Version vom 4. November 2019, 07:21 Uhr

Vortragende(r) Florian Kalinke
Vortragstyp Masterarbeit
Betreuer(in) Edouard Fouché
Termin [[Institutsseminar/2019-11-22 Zusatztermin|]]
Vortragsmodus
Kurzfassung Modern data mining often takes place on high-dimensional data streams, which evolve at a very fast pace: On the one hand, the "curse of dimensionality" leads to a sparsely populated feature space, for which classical statistical methods perform poorly. Patterns, such as clusters or outliers, often hide in a few low-dimensional subspaces. On the other hand, data streams are non-stationary and virtually unbounded. Hence, algorithms operating on data streams must work incrementally and take concept drift into account.

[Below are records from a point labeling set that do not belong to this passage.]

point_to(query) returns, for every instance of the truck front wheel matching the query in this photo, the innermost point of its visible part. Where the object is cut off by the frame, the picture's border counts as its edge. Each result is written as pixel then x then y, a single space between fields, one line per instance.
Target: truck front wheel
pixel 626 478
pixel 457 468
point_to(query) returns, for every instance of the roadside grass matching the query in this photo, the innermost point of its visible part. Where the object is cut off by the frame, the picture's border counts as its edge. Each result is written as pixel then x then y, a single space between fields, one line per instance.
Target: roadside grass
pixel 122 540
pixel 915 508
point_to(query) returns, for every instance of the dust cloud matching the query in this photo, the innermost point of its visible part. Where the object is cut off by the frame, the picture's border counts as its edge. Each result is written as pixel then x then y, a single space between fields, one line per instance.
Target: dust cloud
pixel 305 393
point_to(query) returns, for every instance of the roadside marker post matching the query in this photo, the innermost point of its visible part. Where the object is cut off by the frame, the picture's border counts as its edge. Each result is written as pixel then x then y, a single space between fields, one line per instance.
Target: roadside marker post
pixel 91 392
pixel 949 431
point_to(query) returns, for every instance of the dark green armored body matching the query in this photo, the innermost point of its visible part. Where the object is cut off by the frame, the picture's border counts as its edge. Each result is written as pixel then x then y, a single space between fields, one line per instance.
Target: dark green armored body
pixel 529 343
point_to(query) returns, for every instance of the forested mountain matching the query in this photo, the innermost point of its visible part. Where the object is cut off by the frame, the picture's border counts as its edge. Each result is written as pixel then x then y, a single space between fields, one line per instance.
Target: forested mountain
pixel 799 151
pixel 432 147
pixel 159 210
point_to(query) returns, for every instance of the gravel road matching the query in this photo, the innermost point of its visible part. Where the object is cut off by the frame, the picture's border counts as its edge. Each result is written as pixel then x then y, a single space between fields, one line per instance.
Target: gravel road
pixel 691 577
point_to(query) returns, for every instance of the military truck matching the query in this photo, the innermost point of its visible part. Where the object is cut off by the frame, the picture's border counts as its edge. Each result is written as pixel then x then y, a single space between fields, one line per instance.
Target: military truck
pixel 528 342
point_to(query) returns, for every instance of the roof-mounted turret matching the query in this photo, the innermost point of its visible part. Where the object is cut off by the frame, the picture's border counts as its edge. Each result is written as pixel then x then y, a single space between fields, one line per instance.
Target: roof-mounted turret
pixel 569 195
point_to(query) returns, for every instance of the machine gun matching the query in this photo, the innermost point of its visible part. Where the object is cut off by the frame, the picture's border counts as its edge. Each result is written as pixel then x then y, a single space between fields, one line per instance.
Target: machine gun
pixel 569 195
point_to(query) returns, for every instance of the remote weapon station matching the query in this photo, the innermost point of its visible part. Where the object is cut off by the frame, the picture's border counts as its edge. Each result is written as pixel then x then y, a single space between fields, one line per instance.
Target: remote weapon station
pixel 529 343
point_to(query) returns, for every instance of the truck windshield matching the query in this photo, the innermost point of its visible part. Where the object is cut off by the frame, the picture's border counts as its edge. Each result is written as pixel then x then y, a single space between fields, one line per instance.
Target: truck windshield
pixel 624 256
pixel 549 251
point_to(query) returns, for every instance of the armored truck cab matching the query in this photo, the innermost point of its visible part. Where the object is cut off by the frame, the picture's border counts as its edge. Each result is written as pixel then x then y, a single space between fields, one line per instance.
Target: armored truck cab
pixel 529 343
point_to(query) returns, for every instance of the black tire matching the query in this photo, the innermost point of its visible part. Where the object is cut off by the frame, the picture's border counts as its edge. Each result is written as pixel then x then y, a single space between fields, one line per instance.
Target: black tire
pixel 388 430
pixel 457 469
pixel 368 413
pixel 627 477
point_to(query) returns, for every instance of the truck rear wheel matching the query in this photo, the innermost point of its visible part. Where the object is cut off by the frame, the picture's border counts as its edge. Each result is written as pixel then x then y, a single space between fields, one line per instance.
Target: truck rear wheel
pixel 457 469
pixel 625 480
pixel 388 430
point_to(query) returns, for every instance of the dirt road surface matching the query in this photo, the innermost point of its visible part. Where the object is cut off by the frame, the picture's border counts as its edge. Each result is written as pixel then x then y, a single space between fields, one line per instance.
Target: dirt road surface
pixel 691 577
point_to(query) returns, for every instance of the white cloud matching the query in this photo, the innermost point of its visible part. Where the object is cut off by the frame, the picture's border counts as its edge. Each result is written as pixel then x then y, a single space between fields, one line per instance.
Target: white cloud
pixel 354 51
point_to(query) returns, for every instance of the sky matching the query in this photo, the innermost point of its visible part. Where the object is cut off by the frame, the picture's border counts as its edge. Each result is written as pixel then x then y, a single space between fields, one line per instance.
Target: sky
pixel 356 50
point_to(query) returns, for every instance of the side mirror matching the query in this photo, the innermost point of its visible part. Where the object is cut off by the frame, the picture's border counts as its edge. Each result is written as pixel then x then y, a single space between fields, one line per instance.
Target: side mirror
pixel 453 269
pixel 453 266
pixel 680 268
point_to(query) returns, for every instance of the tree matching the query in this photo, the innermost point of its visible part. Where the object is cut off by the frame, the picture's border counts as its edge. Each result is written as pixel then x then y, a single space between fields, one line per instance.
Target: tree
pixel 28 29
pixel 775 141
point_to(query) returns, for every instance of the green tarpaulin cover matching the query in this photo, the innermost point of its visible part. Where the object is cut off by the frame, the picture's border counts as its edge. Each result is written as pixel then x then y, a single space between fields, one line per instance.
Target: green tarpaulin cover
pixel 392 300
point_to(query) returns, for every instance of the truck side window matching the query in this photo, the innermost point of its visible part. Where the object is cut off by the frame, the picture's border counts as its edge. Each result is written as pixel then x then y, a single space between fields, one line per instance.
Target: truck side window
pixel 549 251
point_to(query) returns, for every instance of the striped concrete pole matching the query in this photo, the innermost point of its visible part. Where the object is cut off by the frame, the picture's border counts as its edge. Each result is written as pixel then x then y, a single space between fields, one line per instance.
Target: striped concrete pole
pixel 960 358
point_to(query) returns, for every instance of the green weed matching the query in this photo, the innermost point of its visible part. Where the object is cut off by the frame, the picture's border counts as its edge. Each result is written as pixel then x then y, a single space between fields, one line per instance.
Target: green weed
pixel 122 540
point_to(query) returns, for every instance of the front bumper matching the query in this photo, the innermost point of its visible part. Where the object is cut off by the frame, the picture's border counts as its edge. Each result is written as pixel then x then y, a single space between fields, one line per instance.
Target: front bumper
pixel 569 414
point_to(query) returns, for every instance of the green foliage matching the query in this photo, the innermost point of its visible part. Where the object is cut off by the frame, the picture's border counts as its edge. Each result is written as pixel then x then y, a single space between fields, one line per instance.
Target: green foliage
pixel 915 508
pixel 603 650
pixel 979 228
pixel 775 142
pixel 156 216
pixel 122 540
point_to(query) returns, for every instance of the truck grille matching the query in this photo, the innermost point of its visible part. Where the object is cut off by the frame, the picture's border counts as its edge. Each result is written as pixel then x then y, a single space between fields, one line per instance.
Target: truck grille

While "high-dimensionality" and the "streaming setting" provide two unique sets of challenges, we observe that the existing mining algorithms only address them separately. Thus, our plan is to propose a novel algorithm, which keeps track of the subspaces of interest in high-dimensional data streams over time. We quantify the relevance of subspaces via a so-called "contrast" measure, which we are able to maintain incrementally in an efficient way. Furthermore, we propose a set of heuristics to adapt the search for the relevant subspaces as the data and the underlying distribution evolves.

We show that our approach is beneficial as a feature selection method and as such can be applied to extend a range of knowledge discovery tasks, e.g., "outlier detection", in high-dimensional data-streams.